强忍着疼痛,金方东尽力睁开眼睛,眼前雾蒙蒙的一片,看不清楚,缓了好一会儿,视线才有点清晰,一入眼就看见一个白胡子老头,侧着身子看着方东,他的一只手还放在金方东头旁边,估计就是这个人弄疼方东,他刚想发作骂句庸医,又一阵疼痛袭来,金方东只得暂时忍受,好痛,真是太痛了,冷汗不自觉的冒出来。
“方东!”焦急的声音。
金方东侧头看去,是一个盘发的妇人,穿的有点奇怪,满脸泪痕,揪着一块手帕,一脸紧张的看着他。
“方东,你醒了吗?呜呜~~有没有哪里痛?看看妈妈,妈妈好担心,方东你醒了真是太好了,呜呜~~”妇人哭着,一边用手帕擦眼泪。
“是谁,这是谁啊?”好像跟他很熟的样子,还说是他妈妈。妈妈?那种女人,不是早在十几年前就丢下他和妹妹,带着爸爸的死亡赔偿金投奔新欢的怀抱了吗,才不会出现在这里为他哭。
金方东这时才觉得有些奇怪,他昨天不是睡在家里了吗,怎么这么多陌生人呢,还打扮的稀奇古怪,不会是他妹又加入什么奇奇怪怪的y社团,不经过他同意,把他半夜拉过来演死尸吧。
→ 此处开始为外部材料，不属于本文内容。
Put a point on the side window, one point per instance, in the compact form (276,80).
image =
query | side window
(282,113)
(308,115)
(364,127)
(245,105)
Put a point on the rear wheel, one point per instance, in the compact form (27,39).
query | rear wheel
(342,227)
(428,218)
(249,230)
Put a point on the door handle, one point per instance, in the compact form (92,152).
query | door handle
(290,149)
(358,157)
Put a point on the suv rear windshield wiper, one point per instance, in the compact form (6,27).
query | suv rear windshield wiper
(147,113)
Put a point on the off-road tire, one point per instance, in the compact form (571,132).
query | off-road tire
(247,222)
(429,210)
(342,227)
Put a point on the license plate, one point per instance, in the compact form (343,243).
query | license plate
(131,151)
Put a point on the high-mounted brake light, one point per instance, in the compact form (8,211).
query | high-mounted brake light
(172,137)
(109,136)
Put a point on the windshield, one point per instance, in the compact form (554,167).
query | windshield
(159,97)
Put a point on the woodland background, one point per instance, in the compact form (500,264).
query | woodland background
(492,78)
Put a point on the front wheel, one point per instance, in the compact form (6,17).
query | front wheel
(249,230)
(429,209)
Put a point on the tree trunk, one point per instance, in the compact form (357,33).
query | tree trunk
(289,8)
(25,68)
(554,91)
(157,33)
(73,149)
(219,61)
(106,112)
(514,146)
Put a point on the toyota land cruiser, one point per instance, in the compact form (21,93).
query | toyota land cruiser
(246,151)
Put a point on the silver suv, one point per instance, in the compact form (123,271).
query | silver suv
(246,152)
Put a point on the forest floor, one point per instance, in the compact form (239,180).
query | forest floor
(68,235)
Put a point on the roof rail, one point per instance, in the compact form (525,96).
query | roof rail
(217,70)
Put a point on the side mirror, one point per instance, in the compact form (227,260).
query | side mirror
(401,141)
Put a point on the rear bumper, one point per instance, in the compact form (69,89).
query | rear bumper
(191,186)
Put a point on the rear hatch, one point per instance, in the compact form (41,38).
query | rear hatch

啊~~完全没印象,怎么办~~金方东扶额。
“方东,你怎么样,哪里痛,跟妈妈说,啊~~方东,你昏迷好几天,妈妈好担心,头很痛吗?大夫快帮我们方东看看。”那妇人一看金方东皱眉,以为他痛得厉害,又着急起来,眼泪一个劲的掉下来,抓着金方东得手不停安慰。
“方东醒了,我们马上就不痛了,可以好了,养好伤后就不要去狩猎了,在家好好看看书,陪陪妈妈,你上次不是说要大明朝的书籍吗,前几天你父亲已经托朋友帮你弄来了,呜呜~~不要再让妈妈担心了。”
金方东看到那妇人哭得悲切,不像做戏,事情有点奇怪,金方东这才用他那痛成浆糊的脑袋开始思考,大明朝?不会是他想的那个明朝吧,朱元璋那明朝?他抬不了头,只能斜着眼看了下周围的环境,挺简单的摆设,原木的家具、桌椅,还有那看着像古董的茶具,不远的书桌上,摆着一些书籍和文房四宝,文房四宝?现在居然还有人用毛笔写字吗,不会是什么国学大师家里吧?金方东惊吓到了。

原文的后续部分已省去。